Since the community report came out, both RedShield and p0358 have denied the allegations made against them. In a Discord screenshot posted to Reddit, RedShield said: “I’d like to let everyone know that we’re not behind Titanfall 1 attacks, Titanfall 2 attacks, Apex Legends attacks.” p0358 posted a similar sentiment on Twitter:


“I did everything I could to save Titanfalls. And now a bunch of liars is persuading the community that I am the very person I fought against, claiming that I am responsible for any Titanfall or Apex attacks. I am not.”

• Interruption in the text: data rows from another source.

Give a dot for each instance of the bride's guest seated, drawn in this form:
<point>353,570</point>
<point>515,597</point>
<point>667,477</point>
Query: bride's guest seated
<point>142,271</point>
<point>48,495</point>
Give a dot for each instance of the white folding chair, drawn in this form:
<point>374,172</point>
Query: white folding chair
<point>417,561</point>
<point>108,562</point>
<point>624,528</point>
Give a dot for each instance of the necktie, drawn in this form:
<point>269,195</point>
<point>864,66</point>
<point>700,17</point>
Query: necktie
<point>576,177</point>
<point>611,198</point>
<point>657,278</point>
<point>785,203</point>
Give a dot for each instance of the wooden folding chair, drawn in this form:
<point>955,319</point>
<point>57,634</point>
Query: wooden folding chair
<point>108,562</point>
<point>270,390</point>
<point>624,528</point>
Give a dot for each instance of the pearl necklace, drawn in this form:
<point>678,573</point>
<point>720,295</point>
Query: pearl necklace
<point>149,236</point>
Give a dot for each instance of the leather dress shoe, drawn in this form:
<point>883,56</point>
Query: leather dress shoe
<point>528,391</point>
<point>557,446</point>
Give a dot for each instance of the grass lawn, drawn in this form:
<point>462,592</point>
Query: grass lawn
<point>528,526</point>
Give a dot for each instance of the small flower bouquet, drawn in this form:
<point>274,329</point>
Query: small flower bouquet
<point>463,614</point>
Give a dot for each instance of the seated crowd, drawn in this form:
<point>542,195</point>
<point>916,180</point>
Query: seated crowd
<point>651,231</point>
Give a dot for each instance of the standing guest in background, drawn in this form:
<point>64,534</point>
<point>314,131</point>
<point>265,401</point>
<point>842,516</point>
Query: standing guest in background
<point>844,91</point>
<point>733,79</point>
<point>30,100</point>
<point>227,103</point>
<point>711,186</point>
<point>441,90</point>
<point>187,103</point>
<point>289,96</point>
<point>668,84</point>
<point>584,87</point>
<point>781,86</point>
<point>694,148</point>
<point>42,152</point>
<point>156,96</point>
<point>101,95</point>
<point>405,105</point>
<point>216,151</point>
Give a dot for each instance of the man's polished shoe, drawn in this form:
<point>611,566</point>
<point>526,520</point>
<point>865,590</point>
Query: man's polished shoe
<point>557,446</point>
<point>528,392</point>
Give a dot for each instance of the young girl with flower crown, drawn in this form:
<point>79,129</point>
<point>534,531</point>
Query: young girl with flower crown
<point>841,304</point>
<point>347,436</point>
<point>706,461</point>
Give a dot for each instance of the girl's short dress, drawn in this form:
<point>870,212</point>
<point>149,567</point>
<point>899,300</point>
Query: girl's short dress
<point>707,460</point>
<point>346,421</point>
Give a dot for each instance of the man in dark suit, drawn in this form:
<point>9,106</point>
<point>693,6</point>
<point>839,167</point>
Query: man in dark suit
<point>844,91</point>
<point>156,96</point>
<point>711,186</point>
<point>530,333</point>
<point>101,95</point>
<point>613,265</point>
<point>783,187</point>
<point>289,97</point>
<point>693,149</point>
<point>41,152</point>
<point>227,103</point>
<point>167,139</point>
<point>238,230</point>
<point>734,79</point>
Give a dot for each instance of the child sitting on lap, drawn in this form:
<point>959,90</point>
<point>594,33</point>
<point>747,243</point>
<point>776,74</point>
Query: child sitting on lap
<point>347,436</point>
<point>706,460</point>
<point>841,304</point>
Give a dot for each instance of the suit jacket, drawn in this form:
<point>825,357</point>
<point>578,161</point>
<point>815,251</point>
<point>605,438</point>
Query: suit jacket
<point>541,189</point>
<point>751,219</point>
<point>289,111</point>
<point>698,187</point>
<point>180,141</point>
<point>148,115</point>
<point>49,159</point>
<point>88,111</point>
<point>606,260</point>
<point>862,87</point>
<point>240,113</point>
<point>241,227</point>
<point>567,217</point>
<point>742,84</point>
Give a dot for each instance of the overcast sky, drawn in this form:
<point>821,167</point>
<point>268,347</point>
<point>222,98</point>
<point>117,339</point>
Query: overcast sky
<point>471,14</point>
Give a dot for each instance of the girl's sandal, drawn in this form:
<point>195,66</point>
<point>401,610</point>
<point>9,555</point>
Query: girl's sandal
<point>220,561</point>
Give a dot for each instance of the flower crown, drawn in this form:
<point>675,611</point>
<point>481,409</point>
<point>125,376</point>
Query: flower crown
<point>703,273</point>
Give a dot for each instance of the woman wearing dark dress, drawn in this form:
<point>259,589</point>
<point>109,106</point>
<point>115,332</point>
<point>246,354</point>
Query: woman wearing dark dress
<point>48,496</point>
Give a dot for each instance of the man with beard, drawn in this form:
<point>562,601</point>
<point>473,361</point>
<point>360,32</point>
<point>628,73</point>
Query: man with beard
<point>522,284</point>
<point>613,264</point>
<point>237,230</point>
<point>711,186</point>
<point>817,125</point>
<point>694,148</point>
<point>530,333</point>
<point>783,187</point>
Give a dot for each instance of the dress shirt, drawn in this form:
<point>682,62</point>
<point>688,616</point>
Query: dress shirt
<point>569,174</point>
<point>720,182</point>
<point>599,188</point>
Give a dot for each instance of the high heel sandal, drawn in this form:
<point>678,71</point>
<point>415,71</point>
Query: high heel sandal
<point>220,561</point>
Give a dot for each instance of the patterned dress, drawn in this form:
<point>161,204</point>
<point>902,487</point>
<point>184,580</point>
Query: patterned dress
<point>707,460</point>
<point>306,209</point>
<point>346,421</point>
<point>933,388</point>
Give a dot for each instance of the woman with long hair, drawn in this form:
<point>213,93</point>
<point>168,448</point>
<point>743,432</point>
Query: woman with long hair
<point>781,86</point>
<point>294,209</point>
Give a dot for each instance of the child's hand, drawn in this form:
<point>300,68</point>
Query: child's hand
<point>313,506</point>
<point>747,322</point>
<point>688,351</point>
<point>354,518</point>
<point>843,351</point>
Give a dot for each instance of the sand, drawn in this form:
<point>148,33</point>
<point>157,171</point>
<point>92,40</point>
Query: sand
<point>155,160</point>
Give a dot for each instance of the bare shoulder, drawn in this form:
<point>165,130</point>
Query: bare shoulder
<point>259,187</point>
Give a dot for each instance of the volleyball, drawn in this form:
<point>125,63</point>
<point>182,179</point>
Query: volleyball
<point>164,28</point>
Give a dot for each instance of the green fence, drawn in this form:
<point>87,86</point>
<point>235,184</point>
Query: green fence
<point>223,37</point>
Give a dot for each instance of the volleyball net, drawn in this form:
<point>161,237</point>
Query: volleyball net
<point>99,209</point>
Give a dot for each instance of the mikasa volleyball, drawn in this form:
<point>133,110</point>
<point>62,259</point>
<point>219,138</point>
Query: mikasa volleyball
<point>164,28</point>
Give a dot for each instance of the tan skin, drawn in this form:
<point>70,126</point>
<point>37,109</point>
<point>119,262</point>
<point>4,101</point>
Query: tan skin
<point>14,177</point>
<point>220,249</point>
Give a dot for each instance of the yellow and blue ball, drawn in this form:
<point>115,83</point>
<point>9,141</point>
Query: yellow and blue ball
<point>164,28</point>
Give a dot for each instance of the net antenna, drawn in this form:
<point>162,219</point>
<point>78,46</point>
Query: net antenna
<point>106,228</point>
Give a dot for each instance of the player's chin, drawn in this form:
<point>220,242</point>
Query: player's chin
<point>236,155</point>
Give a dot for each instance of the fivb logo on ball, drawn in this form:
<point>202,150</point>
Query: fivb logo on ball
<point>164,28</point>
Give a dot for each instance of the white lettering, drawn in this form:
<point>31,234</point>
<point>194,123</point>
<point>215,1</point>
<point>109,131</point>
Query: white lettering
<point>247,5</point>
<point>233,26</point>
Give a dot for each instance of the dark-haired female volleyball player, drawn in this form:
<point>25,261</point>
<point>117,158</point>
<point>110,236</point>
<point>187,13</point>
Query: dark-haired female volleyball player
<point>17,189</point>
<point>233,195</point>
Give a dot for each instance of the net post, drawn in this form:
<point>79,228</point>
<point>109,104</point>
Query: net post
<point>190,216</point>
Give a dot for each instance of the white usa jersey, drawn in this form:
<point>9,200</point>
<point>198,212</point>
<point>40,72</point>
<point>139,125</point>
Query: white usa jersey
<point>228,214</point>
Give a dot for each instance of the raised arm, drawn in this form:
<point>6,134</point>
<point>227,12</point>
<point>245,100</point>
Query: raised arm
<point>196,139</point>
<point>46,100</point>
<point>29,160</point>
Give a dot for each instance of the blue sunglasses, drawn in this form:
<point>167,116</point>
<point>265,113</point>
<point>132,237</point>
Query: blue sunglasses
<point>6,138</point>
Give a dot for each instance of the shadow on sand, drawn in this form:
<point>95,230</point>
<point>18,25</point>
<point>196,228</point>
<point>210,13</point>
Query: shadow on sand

So to sum up: the allegations are that a bunch of hackers spent months attacking Titanfall so they could pose as good guys looking to fix the hacks and get access to Titanfall’s source code. They went so far as attack an entirely seperate game, Apex Legends, to bring attention to what was happening in Titanfall. This backfired because the Titanfall community discovered the alleged scheme.. But the supposed hackers deny these claims. Phew. Video games, man.


I’ve contacted Respawn for comment, and will update this post when I hear back.